Sorry, but what do you mean by rolling, I'm new to this stuff?


I have looked at the Beyern Wheels offered by T Byrne, and I like the Type 5's a lot, but I don't like the blue checkered flag "bmw" style logo, I know they are made primarily for bmw's, but is there any way to change the logo, or atleast get the checkers in black and white??

Thanks


----------



## AmesGTO (Aug 3, 2004)

CUZ-I-CAN said:


> Sorry, but what do you mean by rolling, I'm new to this stuff?
> 
> 
> I have looked at the Beyern Wheels offered by T Byrne, and I like the Type 5's a lot, but I don't like the blue checkered flag "bmw" style logo, I know they are made primarily for bmw's, but is there any way to change the logo, or atleast get the checkers in black and white??
> ...


Rolling the fenders means you roll the fender lip up and out of the way. Either with a baseball bat or rolling tool like this one Link 

I take it you didn't look closely at my rims? No blue checkers


----------



## AmesGTO (Aug 3, 2004)

CUZ-I-CAN said:


> I have looked at the Beyern Wheels offered by T Byrne, and I like the Type 5's a lot, but I don't like the blue checkered flag "bmw" style logo, I know they are made primarily for bmw's, but is there any way to change the logo, or atleast get the checkers in black and white??


Here is another one closer up, check the link to my site to see more.


----------



## CUZ-I-CAN (May 16, 2005)

WOW, now thats a coincidence that you have them! I just have a few questions! Do the Pontiac Caps fit perfectly? Or if not how did you get them to work? Man, now I'm excited, these are the wheels, I'm telling ya! Gotta have them, they look great on your car. thank you!!!!

Also, did you get them from T Byrne? Do they give us deals on a wheel/tire combo? thanks man!!!!! :cool


----------



## AmesGTO (Aug 3, 2004)

CUZ-I-CAN said:


> WOW, now thats a coincidence that you have them! I just have a few questions! Do the Pontiac Caps fit perfectly? Or if not how did you get them to work? Man, now I'm excited, these are the wheels, I'm telling ya! Gotta have them, they look great on your car. thank you!!!!
> 
> Also, did you get them from T Byrne? Do they give us deals on a wheel/tire combo? thanks man!!!!! :cool


The factory caps don't snap in. The Beyern caps are larger diameter. I Dremeled out a hole in the Beyern caps the right size to snap in the Pontiac caps. It was some work, but it looks like they are meant to be on the rims. I haven't posted pics of the process to my site yet, but I will.
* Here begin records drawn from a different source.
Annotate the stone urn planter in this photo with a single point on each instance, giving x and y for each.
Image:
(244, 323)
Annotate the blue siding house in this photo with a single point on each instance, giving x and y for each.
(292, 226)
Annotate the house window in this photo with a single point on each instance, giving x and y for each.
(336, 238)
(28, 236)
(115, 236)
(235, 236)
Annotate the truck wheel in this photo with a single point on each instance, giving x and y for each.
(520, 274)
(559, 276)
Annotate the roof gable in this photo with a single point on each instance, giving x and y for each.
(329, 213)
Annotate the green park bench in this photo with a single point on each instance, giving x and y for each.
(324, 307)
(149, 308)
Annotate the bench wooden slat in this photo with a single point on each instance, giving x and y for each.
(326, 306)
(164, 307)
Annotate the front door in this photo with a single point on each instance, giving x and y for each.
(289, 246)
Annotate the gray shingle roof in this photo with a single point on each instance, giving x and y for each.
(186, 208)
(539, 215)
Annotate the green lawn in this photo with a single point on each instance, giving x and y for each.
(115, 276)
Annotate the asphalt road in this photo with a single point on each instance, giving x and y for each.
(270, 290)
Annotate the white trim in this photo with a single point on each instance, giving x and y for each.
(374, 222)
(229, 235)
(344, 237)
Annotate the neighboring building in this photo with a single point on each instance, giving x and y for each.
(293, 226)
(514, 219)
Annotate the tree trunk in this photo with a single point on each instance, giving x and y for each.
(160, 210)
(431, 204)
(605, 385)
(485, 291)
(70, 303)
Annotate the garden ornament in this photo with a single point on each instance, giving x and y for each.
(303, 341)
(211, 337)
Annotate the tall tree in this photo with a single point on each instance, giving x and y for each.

TByrne has them, I didn't get them from TByrne. ProDyno has them also.


----------



## CUZ-I-CAN (May 16, 2005)

Well thank you for all of your help, I think I am going to end up with these wheels, they look awesome. I will keep checking back to your site for updates on how to do the pontiac caps, but it doesn't look too hard, do you know when you will have that up, so i can use it as a guide? thanks again, I really appreciate it!


----------



## AmesGTO (Aug 3, 2004)

CUZ-I-CAN said:


> Well thank you for all of your help, I think I am going to end up with these wheels, they look awesome. I will keep checking back to your site for updates on how to do the pontiac caps, but it doesn't look too hard, do you know when you will have that up, so i can use it as a guide? thanks again, I really appreciate it!


I took pics as I went. I was going to post them and write something up, I just haven't gotten around to it. I've been busy with things like getting things lined up for the AmesMeet. I'll try to get them up soon, but I've been putting it off for a couple of months now


----------